There are no known terrorist organisations operating in Dominica and the country's low profile makes it an unlikely target for international terrorist groups. There have not been any instances of foreign individuals being subject to violent attack, and this is unlikely to change in the near future. The country has an anti-financing of terrorism act, last amended from 2013–14. In 2016, Dominica also began conducting National Risk Assessments for money laundering and the financing of terrorism, in order to meet with the requirements of the Financial Action Task Force.
Dominica faces no significant external threats from a state or non-state actor. The country was formerly engaged in a diplomatic dispute with Venezuela over ownership of the Isla de Aves. However, in 2007, Dominica followed the foreign policy position of countries like the Dominican Republic, France, and the United States and recognised Venezuela's claim to the island. Today, the two countries enjoy cordial relations and, despite the persistence of some minor disagreements over the delineation of their shared maritime boundary, the risk of military conflict is very minimal. In July 2018, the two countries pledged to continue strengthening bilateral co-operation and regional integration.
Risks of unrest have increased in Dominica, with February 2017 seeing riot police deployed in the capital, Roseau, to contain protests, roadblocks and looting during demonstrations against Prime Minister Roosevelt Skerrit over the country's Citizenship by Investment Programme. In September 2017, looting in Portsmouth and Roseau followed extensive damage caused by Hurricane Maria. In March 2018, Dominican Air and Seaport Authority workers protested against delays in salary negotiations with government, which were also criticised by the Dominica Public Service Union. Further protests are likely in the port sector in the one-year outlook.
Vaccines required to enter the country
Yellow fever: There is no risk of contracting yellow fever in Dominica. However, the government requires proof of vaccination for travelers arriving from countries with a risk of yellow fever transmission. A single dose of YF vaccine is sufficient to confer sustained life-long immunity against the disease.

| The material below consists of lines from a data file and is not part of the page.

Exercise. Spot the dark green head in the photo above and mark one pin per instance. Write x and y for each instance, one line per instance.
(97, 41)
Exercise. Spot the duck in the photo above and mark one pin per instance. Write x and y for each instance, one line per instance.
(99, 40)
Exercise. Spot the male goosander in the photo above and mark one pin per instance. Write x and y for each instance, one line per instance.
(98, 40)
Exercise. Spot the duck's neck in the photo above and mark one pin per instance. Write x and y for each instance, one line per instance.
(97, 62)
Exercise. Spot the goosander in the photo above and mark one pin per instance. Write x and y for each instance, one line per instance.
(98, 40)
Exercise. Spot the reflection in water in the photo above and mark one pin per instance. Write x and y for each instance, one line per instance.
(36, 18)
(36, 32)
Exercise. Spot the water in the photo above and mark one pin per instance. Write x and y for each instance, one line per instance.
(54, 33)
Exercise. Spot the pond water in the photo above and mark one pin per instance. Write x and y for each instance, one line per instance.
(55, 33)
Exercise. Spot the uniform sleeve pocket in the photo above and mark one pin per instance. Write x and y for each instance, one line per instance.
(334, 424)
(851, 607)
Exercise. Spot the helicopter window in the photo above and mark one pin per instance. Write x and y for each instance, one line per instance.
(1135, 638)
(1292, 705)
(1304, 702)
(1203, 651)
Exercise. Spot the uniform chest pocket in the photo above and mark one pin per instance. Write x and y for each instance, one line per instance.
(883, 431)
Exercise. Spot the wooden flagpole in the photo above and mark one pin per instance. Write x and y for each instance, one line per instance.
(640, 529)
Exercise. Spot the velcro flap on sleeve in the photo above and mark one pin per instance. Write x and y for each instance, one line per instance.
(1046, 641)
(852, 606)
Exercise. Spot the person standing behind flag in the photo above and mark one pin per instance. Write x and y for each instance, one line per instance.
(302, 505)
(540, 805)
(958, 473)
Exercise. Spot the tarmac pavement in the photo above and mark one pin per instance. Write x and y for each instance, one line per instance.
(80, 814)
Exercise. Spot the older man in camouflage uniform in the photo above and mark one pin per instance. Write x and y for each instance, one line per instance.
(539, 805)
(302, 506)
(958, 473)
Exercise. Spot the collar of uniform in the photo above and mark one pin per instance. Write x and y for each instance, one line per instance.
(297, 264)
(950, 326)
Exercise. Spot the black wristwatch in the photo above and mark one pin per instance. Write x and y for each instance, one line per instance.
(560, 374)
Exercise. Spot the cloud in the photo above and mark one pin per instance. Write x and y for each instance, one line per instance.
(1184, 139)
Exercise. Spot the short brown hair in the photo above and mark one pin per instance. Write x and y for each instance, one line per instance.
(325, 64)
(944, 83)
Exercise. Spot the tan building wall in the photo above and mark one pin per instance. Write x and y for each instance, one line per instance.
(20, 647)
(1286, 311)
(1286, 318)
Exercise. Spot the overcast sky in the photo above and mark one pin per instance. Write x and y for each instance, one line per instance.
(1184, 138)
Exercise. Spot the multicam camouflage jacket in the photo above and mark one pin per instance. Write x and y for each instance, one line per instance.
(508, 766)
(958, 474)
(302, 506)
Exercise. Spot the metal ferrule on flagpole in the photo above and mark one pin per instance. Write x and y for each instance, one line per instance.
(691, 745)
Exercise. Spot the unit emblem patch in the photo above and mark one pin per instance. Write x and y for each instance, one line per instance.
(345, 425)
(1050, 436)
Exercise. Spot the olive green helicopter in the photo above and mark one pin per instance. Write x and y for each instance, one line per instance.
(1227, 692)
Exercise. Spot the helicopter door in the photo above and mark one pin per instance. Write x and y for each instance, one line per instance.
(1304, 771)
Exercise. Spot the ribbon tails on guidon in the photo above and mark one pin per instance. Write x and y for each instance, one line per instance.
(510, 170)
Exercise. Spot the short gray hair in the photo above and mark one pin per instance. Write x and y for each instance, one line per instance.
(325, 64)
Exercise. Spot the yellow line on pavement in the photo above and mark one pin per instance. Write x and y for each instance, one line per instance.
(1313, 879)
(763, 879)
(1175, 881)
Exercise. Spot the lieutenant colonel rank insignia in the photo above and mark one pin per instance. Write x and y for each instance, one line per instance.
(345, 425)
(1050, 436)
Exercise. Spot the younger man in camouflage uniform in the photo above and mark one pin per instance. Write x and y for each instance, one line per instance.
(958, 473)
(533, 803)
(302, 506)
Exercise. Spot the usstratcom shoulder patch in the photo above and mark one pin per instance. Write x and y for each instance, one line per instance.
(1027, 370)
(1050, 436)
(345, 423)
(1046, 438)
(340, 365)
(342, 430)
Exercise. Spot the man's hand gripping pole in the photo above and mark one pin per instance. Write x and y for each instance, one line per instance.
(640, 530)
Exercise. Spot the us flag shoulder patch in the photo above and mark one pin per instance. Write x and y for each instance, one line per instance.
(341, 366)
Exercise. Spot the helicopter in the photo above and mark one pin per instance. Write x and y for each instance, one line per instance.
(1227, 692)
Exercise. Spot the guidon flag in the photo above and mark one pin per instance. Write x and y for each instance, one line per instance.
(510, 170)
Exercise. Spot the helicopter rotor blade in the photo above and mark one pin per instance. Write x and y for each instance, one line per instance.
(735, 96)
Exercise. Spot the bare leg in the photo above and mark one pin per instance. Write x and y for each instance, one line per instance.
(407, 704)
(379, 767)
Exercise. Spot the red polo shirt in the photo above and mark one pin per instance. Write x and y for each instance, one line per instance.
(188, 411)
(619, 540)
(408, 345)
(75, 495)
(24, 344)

Vaccines recommended for all travelers
Routine vaccinations: Consult your doctor to ensure all routine vaccinations - such as for diphtheria, tetanus, polio, tuberculosis, influenza, measles, mumps, pertussis, rubella, varicella, etc. - are up to date (include booster shots if necessary).
Vaccines recommended for most travelers
Hepatitis A: The vaccine is given in two doses, six months apart, and is nearly 100 percent effective. The WHO recommends the vaccine be integrated into national routine immunization schedules for children aged one year or older.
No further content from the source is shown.